Insofern gehe es beim Baustoff Erde auch um viel mehr als bloss um Isolation, Feuchtigkeitsaustausch und Energieeffizienz. Es gehe um eine kulturelle Versöhnung, erklärt Tamalet. Darum, sich bewusst zu werden, dass man Europa jahrzehntelang etwas abgekauft habe, das mit einem selber und mit Abya Yala eigentlich nichts zu tun habe.
Tamalet will sich nicht über Politik, Wirtschaft oder Digitalisierung ärgern. Viel lieber versuche er, Dinge zu schaffen. Etwas Konkretes. Etwas, das bleibt. «Im Gegensatz zu unseren Eltern will unsere Generation keine Kredite mehr», sagt Tamalet. «Wir wollen konstruieren.»
Kitt der Gesellschaft
In Argentinien beginnt die Gesellschaft zu realisieren, was in den vergangenen 500 Jahren passiert ist. Man weiss von der Ausbeutung im Bergbau, von den Giften der Agrar- und der Verschmutzung durch die Erdölindustrie, von den Abhängigkeiten vom Finanzmarkt und der Unterdrückung der Indigenen. Und die jungen Argentinier wollen so nicht weitermachen.

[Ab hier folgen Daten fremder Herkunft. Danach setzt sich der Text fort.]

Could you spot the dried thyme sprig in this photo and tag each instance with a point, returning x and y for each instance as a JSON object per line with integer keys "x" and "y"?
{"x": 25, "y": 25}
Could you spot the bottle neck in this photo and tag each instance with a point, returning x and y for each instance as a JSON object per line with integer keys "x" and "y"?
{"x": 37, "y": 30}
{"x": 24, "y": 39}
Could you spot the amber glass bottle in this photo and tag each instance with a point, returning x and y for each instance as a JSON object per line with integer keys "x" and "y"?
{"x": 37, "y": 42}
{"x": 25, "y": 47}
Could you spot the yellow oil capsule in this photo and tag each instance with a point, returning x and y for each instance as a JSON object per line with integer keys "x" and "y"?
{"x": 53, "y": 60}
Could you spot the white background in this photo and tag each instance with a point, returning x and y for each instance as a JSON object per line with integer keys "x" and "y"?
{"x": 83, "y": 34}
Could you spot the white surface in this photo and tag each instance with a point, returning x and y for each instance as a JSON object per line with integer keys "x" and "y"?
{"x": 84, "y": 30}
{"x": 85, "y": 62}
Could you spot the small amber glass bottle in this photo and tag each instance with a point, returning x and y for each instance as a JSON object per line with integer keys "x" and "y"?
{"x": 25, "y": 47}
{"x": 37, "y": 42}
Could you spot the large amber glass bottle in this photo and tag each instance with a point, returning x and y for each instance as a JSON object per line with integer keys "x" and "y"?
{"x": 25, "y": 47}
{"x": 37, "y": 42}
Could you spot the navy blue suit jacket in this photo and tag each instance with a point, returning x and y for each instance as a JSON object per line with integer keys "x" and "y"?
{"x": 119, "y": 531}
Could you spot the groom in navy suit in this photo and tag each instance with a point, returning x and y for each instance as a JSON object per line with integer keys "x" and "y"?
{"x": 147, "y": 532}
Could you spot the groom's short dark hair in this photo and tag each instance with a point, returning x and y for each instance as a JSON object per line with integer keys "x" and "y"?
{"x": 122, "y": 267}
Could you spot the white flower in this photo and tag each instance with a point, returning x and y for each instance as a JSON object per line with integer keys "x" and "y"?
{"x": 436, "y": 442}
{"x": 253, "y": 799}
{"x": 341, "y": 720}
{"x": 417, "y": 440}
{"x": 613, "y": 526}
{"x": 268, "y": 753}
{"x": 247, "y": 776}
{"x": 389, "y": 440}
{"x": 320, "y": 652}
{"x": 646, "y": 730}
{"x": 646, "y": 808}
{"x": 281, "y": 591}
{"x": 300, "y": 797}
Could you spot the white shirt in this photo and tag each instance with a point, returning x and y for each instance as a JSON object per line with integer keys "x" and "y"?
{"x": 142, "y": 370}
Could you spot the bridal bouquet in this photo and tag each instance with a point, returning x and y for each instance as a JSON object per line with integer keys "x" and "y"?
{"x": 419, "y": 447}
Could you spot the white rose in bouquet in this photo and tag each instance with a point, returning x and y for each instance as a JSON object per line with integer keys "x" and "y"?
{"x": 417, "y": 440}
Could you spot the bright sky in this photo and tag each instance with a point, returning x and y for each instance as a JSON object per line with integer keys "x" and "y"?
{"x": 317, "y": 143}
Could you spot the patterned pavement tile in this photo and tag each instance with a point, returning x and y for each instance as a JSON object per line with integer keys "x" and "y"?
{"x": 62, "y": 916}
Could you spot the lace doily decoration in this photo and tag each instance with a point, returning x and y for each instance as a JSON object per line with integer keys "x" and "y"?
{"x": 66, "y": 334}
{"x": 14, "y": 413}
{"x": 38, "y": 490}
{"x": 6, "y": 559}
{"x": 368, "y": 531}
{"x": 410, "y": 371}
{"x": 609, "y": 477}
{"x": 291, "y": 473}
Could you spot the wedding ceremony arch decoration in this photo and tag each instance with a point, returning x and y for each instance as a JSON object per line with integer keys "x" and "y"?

Zu ihnen gehört auch der 27-jährige Musiker Bruno Crotti. Vor elf Jahren war er mit seiner Familie nach Spanien emigriert. Als er vor anderthalb Jahren auf einer Reise wieder in seiner alten Heimat war, entschied er zu bleiben – des Lehmbaus wegen. In Argentinien bestehe nicht nur ein Bedarf an Häusern, sagt er. Es bestehe auch das Bedürfnis, dass sich Menschen wieder zusammentun und etwas aufbauen. «Der Lehm ist das ideale Material, das diese beiden Bedürfnisse miteinander vereint.» Wenn er die Wahl habe zwischen Schönheit und Empörung, ziehe er Erstere vor. Die Wahl des Präsidenten hingegen ist für Crotti einerlei. «Weder kenne ich die Kandidaten, noch kennen sie mich.»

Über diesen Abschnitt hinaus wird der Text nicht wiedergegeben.